Were we to stop here, where would we be?  The odd thing, as should be obvious, is that our life is filled almost to overflowing with beauty and love, with simple acts of kindness for others, with art that rips us out of our humdrum lives and lets us glimpse behind the veil at the beating heart of the world.  In our most intimate person-to-person relationships, we come to know that those who hold our lives in their hands are those with whom we cannot live fully without.  We see in the eyes of our children the possibility of life, the promise that someone will be there once we're gone to dust.

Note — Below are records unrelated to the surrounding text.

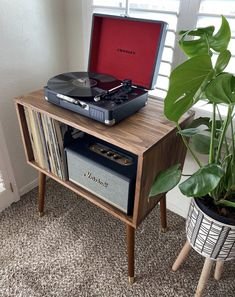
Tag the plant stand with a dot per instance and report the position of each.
(205, 270)
(212, 239)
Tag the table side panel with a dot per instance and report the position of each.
(161, 156)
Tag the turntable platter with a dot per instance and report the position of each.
(85, 85)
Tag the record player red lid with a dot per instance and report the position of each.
(127, 48)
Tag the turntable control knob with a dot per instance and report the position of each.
(103, 151)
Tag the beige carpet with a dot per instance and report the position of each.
(77, 249)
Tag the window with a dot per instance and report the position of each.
(179, 14)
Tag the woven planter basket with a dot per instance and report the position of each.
(209, 237)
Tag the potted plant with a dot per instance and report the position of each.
(210, 225)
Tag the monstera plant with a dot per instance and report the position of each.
(203, 76)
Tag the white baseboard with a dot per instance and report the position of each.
(25, 189)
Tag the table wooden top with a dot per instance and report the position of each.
(136, 133)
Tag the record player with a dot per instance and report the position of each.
(124, 60)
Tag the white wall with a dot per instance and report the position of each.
(78, 26)
(32, 49)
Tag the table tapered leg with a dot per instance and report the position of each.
(41, 193)
(182, 256)
(204, 277)
(163, 214)
(130, 231)
(218, 269)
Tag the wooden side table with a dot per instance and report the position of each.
(146, 134)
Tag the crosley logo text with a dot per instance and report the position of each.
(96, 180)
(126, 51)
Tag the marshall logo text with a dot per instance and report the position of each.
(125, 51)
(96, 180)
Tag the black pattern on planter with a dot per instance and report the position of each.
(209, 237)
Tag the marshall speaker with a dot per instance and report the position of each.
(103, 169)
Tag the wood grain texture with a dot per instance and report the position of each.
(165, 153)
(136, 134)
(147, 134)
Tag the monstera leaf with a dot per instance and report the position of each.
(166, 180)
(187, 81)
(221, 89)
(205, 40)
(222, 61)
(203, 181)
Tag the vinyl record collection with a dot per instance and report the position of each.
(48, 137)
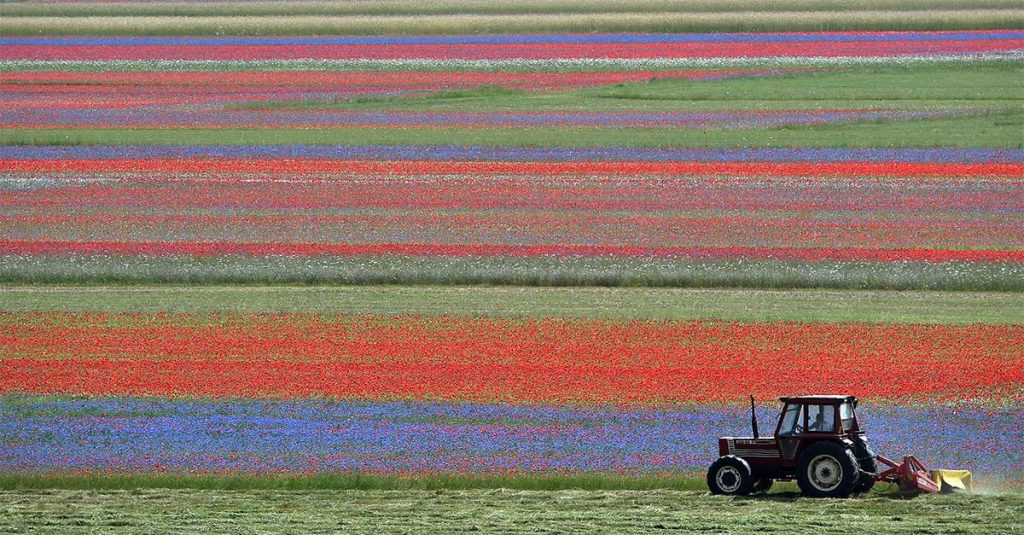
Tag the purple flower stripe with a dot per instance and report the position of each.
(519, 39)
(481, 153)
(55, 435)
(166, 116)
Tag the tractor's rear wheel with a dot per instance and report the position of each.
(868, 466)
(730, 475)
(826, 469)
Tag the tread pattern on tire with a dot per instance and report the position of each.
(747, 476)
(847, 460)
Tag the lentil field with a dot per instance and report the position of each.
(391, 266)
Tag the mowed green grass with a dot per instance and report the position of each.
(397, 7)
(500, 510)
(992, 86)
(616, 303)
(993, 94)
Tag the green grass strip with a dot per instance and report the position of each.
(500, 510)
(653, 273)
(992, 131)
(615, 303)
(991, 93)
(397, 7)
(689, 481)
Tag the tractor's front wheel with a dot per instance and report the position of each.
(827, 469)
(730, 475)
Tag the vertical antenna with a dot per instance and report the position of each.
(754, 419)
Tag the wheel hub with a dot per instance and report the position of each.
(728, 479)
(825, 472)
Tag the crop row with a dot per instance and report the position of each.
(491, 48)
(963, 17)
(145, 112)
(548, 361)
(630, 159)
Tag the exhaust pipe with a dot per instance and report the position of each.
(754, 419)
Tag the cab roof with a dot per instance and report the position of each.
(820, 399)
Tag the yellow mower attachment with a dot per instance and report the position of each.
(949, 481)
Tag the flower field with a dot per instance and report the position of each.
(856, 161)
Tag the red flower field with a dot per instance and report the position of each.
(379, 358)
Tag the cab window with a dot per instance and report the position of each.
(793, 420)
(820, 418)
(846, 414)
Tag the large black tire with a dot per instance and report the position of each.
(868, 465)
(827, 469)
(730, 476)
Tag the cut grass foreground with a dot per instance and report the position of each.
(511, 271)
(616, 303)
(397, 7)
(691, 482)
(496, 510)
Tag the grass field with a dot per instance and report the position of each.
(476, 17)
(633, 303)
(494, 510)
(990, 97)
(402, 266)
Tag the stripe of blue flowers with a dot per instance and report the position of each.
(480, 153)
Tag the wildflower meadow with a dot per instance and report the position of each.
(388, 246)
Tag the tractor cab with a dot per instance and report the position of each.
(809, 418)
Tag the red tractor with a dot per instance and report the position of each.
(819, 443)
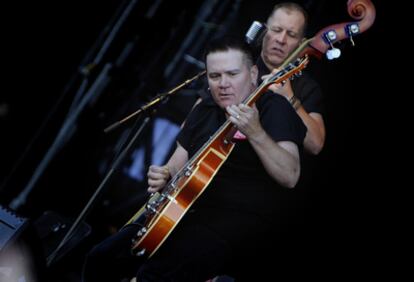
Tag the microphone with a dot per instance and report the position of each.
(254, 31)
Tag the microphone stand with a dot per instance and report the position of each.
(159, 98)
(80, 101)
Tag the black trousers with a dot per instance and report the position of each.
(192, 252)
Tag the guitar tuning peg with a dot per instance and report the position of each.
(333, 53)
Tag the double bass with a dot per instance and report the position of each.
(164, 210)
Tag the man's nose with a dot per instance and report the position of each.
(224, 81)
(282, 37)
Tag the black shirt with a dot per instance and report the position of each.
(242, 195)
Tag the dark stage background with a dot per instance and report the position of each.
(51, 50)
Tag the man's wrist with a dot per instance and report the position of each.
(295, 102)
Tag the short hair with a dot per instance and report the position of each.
(230, 43)
(292, 6)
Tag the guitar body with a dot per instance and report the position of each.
(167, 210)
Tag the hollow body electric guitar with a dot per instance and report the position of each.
(163, 211)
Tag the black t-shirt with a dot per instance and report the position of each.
(242, 196)
(305, 88)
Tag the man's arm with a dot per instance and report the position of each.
(280, 159)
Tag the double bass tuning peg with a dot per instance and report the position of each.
(330, 37)
(352, 29)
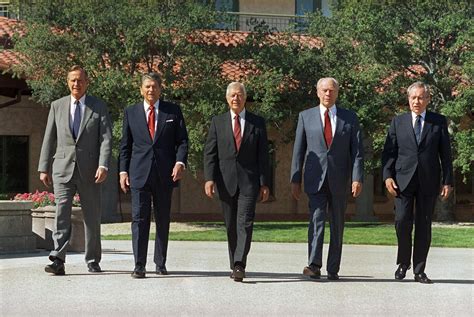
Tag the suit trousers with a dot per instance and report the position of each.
(322, 204)
(239, 214)
(89, 193)
(424, 205)
(153, 190)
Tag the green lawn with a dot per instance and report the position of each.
(354, 233)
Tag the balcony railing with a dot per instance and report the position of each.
(242, 21)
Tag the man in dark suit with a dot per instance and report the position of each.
(417, 142)
(236, 163)
(153, 154)
(328, 143)
(76, 149)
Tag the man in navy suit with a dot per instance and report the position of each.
(236, 164)
(329, 143)
(416, 150)
(153, 154)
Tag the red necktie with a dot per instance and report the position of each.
(151, 122)
(327, 129)
(237, 131)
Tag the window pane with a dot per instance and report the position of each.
(13, 164)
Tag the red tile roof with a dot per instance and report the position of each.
(234, 70)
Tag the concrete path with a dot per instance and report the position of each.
(199, 284)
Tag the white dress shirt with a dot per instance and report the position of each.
(332, 116)
(422, 119)
(241, 119)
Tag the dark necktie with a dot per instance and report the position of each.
(327, 129)
(151, 122)
(76, 124)
(418, 129)
(237, 133)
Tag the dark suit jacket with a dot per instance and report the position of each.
(342, 162)
(137, 149)
(402, 156)
(246, 169)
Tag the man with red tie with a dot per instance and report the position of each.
(328, 143)
(236, 164)
(153, 154)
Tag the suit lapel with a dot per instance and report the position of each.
(88, 110)
(162, 116)
(140, 116)
(407, 125)
(426, 126)
(248, 127)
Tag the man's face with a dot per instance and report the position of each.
(77, 83)
(327, 93)
(236, 100)
(418, 100)
(151, 91)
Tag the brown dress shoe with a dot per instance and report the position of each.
(56, 268)
(313, 271)
(423, 279)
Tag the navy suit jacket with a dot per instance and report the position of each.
(402, 156)
(138, 150)
(343, 161)
(247, 169)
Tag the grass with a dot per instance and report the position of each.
(290, 232)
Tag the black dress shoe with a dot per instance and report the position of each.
(57, 267)
(401, 272)
(139, 271)
(422, 278)
(161, 270)
(239, 273)
(313, 271)
(94, 267)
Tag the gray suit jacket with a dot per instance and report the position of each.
(342, 162)
(60, 154)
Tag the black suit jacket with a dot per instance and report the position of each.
(402, 156)
(247, 169)
(137, 148)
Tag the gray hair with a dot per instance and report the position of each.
(419, 84)
(236, 84)
(320, 81)
(152, 76)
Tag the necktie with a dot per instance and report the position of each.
(237, 132)
(76, 124)
(151, 122)
(418, 129)
(327, 129)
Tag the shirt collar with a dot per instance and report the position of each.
(241, 115)
(146, 105)
(332, 110)
(82, 100)
(413, 115)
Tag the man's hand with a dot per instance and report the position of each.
(296, 190)
(264, 193)
(100, 175)
(45, 178)
(177, 172)
(356, 189)
(209, 189)
(124, 182)
(445, 191)
(391, 186)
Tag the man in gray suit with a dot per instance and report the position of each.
(328, 144)
(75, 156)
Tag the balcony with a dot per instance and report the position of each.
(243, 21)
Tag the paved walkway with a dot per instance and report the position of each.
(199, 284)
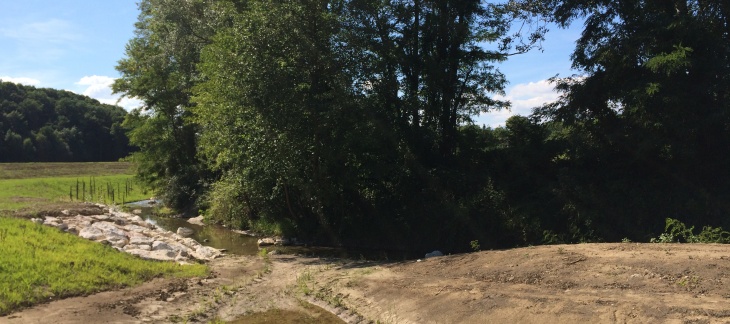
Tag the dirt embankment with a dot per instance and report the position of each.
(585, 283)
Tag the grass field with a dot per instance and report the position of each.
(37, 185)
(38, 263)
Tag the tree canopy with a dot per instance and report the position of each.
(48, 125)
(350, 121)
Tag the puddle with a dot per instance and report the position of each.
(312, 314)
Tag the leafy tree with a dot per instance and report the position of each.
(160, 69)
(53, 125)
(652, 111)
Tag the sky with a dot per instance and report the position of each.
(75, 44)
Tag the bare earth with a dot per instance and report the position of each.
(585, 283)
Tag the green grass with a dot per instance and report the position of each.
(38, 263)
(34, 185)
(46, 170)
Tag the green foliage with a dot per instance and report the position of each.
(475, 246)
(32, 185)
(47, 125)
(676, 231)
(39, 263)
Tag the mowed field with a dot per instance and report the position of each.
(38, 185)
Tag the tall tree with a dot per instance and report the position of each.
(654, 106)
(160, 69)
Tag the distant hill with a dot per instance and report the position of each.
(49, 125)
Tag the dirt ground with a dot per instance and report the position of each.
(585, 283)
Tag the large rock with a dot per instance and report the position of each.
(196, 220)
(141, 240)
(91, 233)
(159, 245)
(161, 255)
(206, 253)
(184, 231)
(266, 241)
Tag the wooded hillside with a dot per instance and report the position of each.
(48, 125)
(351, 121)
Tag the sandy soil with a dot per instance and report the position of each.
(585, 283)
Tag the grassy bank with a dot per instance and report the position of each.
(37, 185)
(38, 263)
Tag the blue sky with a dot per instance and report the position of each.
(75, 45)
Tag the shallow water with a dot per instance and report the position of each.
(312, 314)
(215, 236)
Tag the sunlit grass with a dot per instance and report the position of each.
(38, 263)
(33, 185)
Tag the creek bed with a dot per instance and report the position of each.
(215, 236)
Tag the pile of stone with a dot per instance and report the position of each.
(132, 234)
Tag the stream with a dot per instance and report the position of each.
(215, 236)
(223, 238)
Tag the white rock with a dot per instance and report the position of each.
(206, 253)
(101, 217)
(196, 220)
(135, 228)
(137, 247)
(266, 241)
(141, 240)
(184, 231)
(91, 233)
(159, 245)
(154, 255)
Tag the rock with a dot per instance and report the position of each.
(51, 221)
(266, 241)
(283, 241)
(159, 245)
(137, 247)
(196, 221)
(135, 228)
(193, 244)
(206, 253)
(141, 240)
(154, 255)
(117, 241)
(184, 231)
(101, 217)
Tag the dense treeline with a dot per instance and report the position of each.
(350, 121)
(48, 125)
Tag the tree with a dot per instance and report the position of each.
(160, 69)
(652, 105)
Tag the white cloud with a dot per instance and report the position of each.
(21, 80)
(99, 88)
(51, 31)
(524, 97)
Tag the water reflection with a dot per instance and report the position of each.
(215, 236)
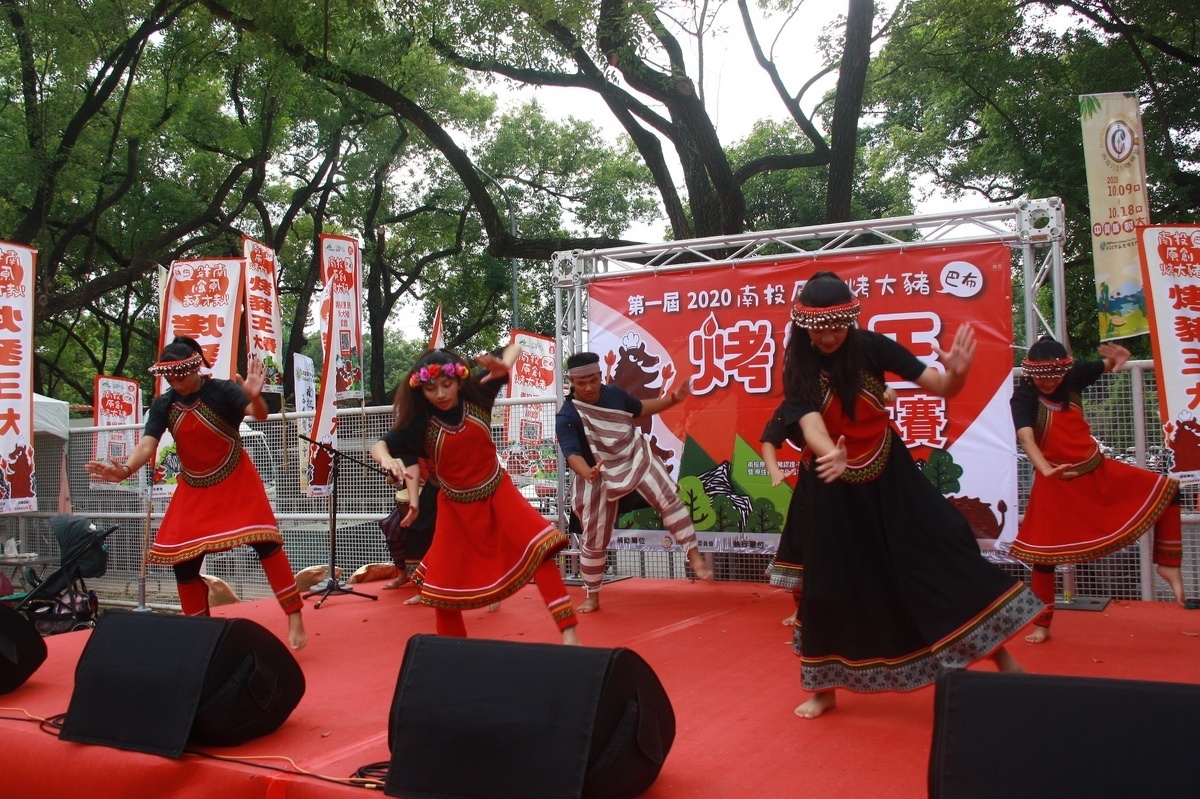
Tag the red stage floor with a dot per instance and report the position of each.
(719, 650)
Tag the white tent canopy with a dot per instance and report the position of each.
(51, 416)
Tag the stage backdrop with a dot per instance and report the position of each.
(726, 328)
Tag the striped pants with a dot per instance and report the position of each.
(597, 509)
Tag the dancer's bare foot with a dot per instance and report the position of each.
(699, 565)
(401, 580)
(1175, 580)
(819, 703)
(297, 636)
(1006, 662)
(1038, 635)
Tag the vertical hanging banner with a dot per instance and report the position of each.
(18, 479)
(532, 377)
(1170, 264)
(304, 376)
(118, 404)
(725, 329)
(1115, 160)
(341, 268)
(203, 300)
(319, 469)
(264, 326)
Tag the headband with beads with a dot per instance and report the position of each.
(834, 316)
(1053, 368)
(432, 371)
(178, 368)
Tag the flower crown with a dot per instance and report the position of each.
(178, 368)
(1050, 368)
(432, 371)
(834, 316)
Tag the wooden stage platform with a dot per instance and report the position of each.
(718, 648)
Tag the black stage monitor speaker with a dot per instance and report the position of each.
(505, 720)
(1051, 737)
(154, 683)
(22, 649)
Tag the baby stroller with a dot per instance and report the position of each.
(61, 601)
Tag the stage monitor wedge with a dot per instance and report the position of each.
(510, 720)
(22, 649)
(155, 683)
(1044, 737)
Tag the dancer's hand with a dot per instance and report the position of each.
(832, 464)
(498, 366)
(960, 355)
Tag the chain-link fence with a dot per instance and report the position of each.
(1122, 409)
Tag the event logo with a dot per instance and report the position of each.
(1120, 140)
(961, 278)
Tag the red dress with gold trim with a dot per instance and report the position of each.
(489, 540)
(1105, 509)
(220, 502)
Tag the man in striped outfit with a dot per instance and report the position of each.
(611, 458)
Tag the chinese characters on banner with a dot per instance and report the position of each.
(263, 323)
(341, 268)
(319, 466)
(1170, 265)
(118, 404)
(1115, 162)
(532, 376)
(18, 481)
(726, 328)
(203, 300)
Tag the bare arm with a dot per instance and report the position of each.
(957, 361)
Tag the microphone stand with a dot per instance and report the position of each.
(331, 584)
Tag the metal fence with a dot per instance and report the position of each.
(1121, 408)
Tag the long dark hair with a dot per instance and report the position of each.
(802, 360)
(411, 402)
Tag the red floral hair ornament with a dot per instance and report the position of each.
(430, 372)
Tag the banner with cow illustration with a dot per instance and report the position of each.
(264, 328)
(341, 268)
(18, 478)
(725, 328)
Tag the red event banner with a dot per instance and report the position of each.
(726, 328)
(264, 326)
(1170, 266)
(18, 479)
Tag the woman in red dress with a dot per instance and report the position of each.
(1083, 505)
(489, 541)
(220, 502)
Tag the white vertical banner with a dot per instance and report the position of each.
(304, 376)
(324, 426)
(18, 480)
(203, 300)
(1115, 161)
(118, 403)
(1170, 263)
(532, 376)
(264, 325)
(341, 268)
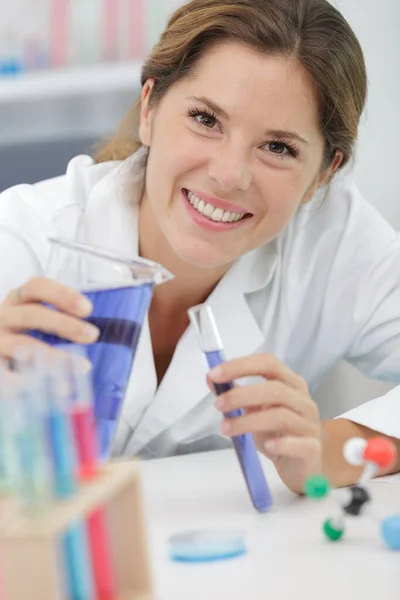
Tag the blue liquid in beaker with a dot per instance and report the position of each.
(119, 314)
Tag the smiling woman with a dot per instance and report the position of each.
(248, 109)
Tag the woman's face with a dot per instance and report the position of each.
(234, 150)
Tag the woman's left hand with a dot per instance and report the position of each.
(279, 412)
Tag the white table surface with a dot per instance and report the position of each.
(287, 557)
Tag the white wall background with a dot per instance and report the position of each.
(377, 167)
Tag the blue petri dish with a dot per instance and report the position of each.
(203, 545)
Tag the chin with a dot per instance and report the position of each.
(202, 256)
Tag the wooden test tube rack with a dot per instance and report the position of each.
(29, 545)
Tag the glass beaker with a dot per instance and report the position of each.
(120, 289)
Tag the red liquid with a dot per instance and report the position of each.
(103, 573)
(83, 424)
(84, 428)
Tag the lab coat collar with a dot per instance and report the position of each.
(112, 220)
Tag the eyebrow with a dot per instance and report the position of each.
(278, 133)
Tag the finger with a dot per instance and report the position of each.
(41, 289)
(264, 365)
(267, 394)
(21, 350)
(37, 317)
(305, 448)
(11, 342)
(277, 421)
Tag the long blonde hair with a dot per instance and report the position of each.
(313, 31)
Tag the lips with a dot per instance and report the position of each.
(214, 209)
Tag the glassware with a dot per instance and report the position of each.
(120, 289)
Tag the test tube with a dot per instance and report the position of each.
(62, 450)
(205, 327)
(29, 435)
(83, 421)
(9, 465)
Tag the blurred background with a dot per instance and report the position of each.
(69, 70)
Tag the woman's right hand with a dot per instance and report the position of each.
(23, 310)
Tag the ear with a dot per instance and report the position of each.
(324, 176)
(145, 113)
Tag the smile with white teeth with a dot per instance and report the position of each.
(212, 213)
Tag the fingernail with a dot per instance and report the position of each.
(270, 445)
(90, 332)
(84, 306)
(216, 372)
(219, 403)
(226, 427)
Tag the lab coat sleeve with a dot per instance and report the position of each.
(376, 348)
(24, 228)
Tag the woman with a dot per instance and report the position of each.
(226, 172)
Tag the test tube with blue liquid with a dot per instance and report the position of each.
(82, 418)
(75, 545)
(120, 289)
(10, 474)
(210, 342)
(27, 423)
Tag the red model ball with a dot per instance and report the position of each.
(380, 451)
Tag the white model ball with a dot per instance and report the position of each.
(353, 451)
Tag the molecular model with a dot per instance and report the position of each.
(374, 454)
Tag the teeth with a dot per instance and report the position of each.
(209, 211)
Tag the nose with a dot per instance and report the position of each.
(229, 167)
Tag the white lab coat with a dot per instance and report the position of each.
(327, 288)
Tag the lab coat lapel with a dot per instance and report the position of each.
(184, 385)
(110, 219)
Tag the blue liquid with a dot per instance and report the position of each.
(77, 563)
(62, 454)
(119, 314)
(245, 449)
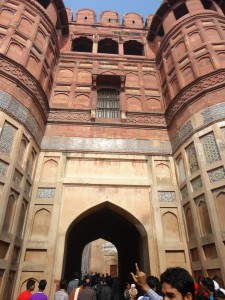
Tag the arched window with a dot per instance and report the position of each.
(180, 11)
(207, 4)
(133, 48)
(108, 104)
(44, 3)
(82, 44)
(108, 46)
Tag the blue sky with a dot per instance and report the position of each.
(142, 7)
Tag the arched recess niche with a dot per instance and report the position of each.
(112, 223)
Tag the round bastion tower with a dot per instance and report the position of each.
(188, 38)
(30, 36)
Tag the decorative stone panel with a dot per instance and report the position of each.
(216, 174)
(18, 73)
(3, 168)
(210, 148)
(27, 188)
(6, 138)
(17, 177)
(184, 192)
(44, 193)
(106, 145)
(192, 158)
(20, 113)
(196, 183)
(167, 196)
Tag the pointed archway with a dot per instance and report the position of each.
(109, 222)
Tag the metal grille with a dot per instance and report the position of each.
(108, 105)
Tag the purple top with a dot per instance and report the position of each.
(38, 296)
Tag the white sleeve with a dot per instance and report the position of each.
(153, 295)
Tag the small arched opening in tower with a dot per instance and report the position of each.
(180, 11)
(133, 48)
(82, 44)
(44, 3)
(108, 46)
(221, 5)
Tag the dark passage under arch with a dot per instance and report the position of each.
(115, 225)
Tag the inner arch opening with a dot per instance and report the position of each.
(111, 223)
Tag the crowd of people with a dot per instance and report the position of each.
(174, 284)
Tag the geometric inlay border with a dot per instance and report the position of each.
(59, 143)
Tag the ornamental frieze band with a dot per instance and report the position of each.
(138, 119)
(60, 143)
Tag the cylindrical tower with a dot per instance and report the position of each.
(31, 33)
(188, 38)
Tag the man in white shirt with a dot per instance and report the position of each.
(62, 294)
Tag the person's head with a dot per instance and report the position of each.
(127, 285)
(177, 284)
(87, 281)
(76, 275)
(218, 295)
(154, 284)
(30, 285)
(42, 284)
(207, 284)
(63, 284)
(80, 283)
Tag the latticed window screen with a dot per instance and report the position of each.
(108, 104)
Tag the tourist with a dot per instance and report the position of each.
(61, 294)
(126, 291)
(133, 292)
(25, 295)
(73, 283)
(87, 293)
(208, 287)
(177, 284)
(219, 295)
(106, 292)
(40, 294)
(75, 293)
(154, 283)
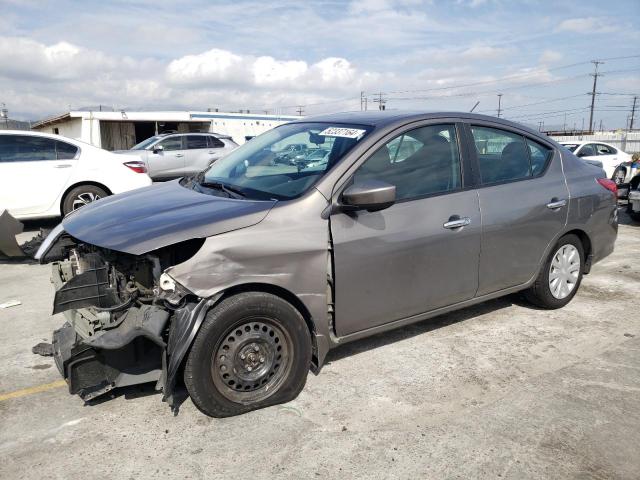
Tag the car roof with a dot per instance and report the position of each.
(382, 118)
(53, 136)
(584, 142)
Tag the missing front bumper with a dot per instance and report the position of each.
(127, 355)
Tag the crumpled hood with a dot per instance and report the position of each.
(163, 214)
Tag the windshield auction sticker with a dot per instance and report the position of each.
(342, 132)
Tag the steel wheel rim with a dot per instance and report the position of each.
(251, 360)
(564, 271)
(83, 199)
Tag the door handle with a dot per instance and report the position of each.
(555, 204)
(456, 221)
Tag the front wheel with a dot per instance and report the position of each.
(253, 350)
(560, 276)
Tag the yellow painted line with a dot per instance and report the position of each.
(31, 390)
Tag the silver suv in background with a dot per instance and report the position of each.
(176, 155)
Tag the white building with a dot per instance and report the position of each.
(122, 130)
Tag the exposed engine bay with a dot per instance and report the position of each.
(118, 308)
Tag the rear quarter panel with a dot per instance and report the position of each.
(592, 208)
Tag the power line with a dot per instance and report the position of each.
(593, 92)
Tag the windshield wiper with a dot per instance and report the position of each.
(229, 190)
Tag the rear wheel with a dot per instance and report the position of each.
(80, 196)
(253, 350)
(560, 276)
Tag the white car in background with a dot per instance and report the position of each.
(593, 151)
(44, 175)
(173, 155)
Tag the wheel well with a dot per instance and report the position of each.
(285, 295)
(586, 246)
(95, 184)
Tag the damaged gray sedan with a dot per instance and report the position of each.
(239, 280)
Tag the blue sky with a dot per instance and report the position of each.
(276, 55)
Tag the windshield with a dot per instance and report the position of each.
(571, 146)
(145, 143)
(278, 163)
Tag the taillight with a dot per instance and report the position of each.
(136, 166)
(608, 184)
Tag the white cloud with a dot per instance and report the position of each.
(586, 25)
(41, 78)
(550, 56)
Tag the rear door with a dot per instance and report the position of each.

When I think of "mystery", it is this coexistence of terror and beauty, of mass death and love that I remember.  It should be impossible that such opposites should nest side-by-side in human life and history.  Were "justice" interwoven in the fabric of existence, the momentary eternity of the glance from one's beloved, the feel of a child's arms around the neck, the awe as we look upon a work of art could never count up against the horrors of Khmer Rouge, the lived-out fantasies of the serial killer, or the day-to-day inhumanities far too many of our fellows know.  Yet, somehow, they do, indeed.  Perhaps those moments we experience as love and beauty, as sublime peace and hearty laughter are so fleeting precisely because, unlike the seemingly endless horrors of the POW camp and torture chamber, state-sponsored terror and mass death and dehumanization, were we to experience them fully, we could not live to tell the tale.

The Christian faith, for all it would seem to answer any question on any topic some would put to it, at the end of the day, rests easy with that we call "mystery".  Not the mystery of gravity or the unanswered questions about "the good life" or which social organization best suits a fully human life.  These are not so much mysteries as either questions for which we don't have answers yet but shall or questions that are inherently unanswerable and thus best ignored.  In the incarnation, death, and resurrection, we have enacted the Divine Word on the mystery of existence.  That it is.  That it is taken up in to the Divine Life in the most personal, unique moment, as God becomes human, Creator becomes creature, and as such says, "Yes" to this most deep mystery.  It is now a part of God's life, part of the way we as those named and called by this God are to live our lives.  We are to live within this mystery as it is, that it is, no longer offering a "solution", but rather affirming it as it is, and declaring that it, too, is part of who God is.